Sie sind hier: Home > Medizin > Erstmals haben Mediziner ein Gehirn beim Sterben beobachtet

Erstmals haben Mediziner ein Gehirn beim Sterben beobachtet

Neurochirurgen massen zufällig die Hirnströme einer Frau, als sie unerwartet starb. Das wirft nun neue Fragen auf, auch zum Thema  wann der richtige Zeitpunkt für eine Organspende ist.

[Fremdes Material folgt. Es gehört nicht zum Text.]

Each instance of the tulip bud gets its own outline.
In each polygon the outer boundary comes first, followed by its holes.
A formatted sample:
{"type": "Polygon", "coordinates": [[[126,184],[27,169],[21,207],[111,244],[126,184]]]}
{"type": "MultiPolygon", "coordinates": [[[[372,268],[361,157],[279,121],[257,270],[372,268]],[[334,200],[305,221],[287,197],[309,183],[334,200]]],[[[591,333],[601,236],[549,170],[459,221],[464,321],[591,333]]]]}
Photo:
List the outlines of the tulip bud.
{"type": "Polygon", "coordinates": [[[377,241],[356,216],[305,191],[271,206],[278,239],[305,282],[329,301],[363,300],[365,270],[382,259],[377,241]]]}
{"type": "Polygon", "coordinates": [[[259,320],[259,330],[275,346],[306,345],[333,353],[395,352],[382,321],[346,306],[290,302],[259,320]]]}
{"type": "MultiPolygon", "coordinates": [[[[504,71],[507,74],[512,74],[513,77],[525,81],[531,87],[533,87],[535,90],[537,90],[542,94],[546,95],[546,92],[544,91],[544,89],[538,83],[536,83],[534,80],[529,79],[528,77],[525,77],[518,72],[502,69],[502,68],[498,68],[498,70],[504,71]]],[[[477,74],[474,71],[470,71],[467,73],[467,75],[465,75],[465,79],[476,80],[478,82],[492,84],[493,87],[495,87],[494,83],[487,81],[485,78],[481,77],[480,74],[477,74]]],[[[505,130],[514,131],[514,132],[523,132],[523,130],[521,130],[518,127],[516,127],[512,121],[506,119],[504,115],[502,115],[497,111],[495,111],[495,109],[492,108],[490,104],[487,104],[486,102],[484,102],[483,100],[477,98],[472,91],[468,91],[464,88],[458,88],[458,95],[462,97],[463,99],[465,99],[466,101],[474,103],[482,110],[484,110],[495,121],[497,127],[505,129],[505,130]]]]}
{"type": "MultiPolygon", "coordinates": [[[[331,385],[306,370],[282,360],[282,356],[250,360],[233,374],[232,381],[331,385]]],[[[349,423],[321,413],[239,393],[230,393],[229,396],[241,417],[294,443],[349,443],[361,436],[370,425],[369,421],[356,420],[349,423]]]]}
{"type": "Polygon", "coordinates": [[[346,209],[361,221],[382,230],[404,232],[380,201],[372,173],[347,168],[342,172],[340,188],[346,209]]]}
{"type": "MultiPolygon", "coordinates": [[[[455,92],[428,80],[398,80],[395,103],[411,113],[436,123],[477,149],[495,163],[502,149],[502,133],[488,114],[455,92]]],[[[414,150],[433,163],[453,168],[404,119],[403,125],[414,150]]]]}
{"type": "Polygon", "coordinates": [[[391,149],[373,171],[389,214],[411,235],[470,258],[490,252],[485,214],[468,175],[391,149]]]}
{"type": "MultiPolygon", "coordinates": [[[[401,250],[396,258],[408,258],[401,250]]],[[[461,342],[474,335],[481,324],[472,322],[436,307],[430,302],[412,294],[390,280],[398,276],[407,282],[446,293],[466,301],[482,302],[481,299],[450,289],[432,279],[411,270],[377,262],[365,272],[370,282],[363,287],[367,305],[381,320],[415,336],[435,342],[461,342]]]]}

Ein Gehirn beim Sterben beobachtet haben Neurochirurgen der Universität Tartu in Estland durch einen tragischen Zufall: Ein 87-jähriger Patient stürzte und wurde ins Spital eingeliefert. Die Untersuchung zeigte ein grösseres Blutgerinnsel in der linken Gehirnhälfte, das bei einer Operation entfernt wurde. Zwei Tage lang war der Patient stabil, bis sich der Zustand verschlechterte und er epileptische Schocks erlitt. Die Ärztinnen und Ärzte sahen zwar, dass das Hämatom erfolgreich entfernt worden war, doch sie stellten auch zwölf Gehirnschläge auf der linken Seite fest. Der Patient bekam Medikamente, doch noch während der Überwachung im Elektroenzephalogramm (EEG) starb er an einem Herzinfarkt.

Das Gehirn war extrem aktiv

Das Team um Ajmal Zemmar von der US-Universität von Louisville untersuchte die Messungen des EEG eine halbe Minute vor und nach dem Herzinfarkt. Er sagte gegenüber «Frontiers Science News»: «Bevor und nachdem das Herz aufgehört hat zu schlagen, stellten wir Veränderungen in einem bestimmten Bereich neuronaler Oszillationen fest.»

Das ist höchst interessant, weil solche Gehirnwellen Zeichen einer rhythmischen Aktivität sind, die sich normalerweise bei Menschen zeigt, die hohe Gehirnarbeit leisten, wie beim Konzentrieren, Träumen, Meditieren, Erinnern, Informationen­verarbeiten und Wahrnehmen.

Beweise für Nahtoderlebnisse?

Auch wenn die Ergebnisse nur von einem Patienten stammen, sagt Zemar: «Es könnte sein, dass das Gehirn ein letztes Mal wichtige Lebensereignisse abspielt, bevor wir sterben. Ähnlich wie bei Nahtoderlebnissen.» Zwar sanken die Gehirnströme nach dem Herzinfarkt, doch die Muster blieben bestehen, möglicherweise bis zum Zeitpunkt, wo der Blutfluss zum Gehirn komplett stillsteht. Deshalb gibt Zemar zu bedenken: «Die Erkenntnisse stellen in Frage, wann das Leben genau endet, und bringen somit auch die Fragen rund um das Timing einer Organspende auf.»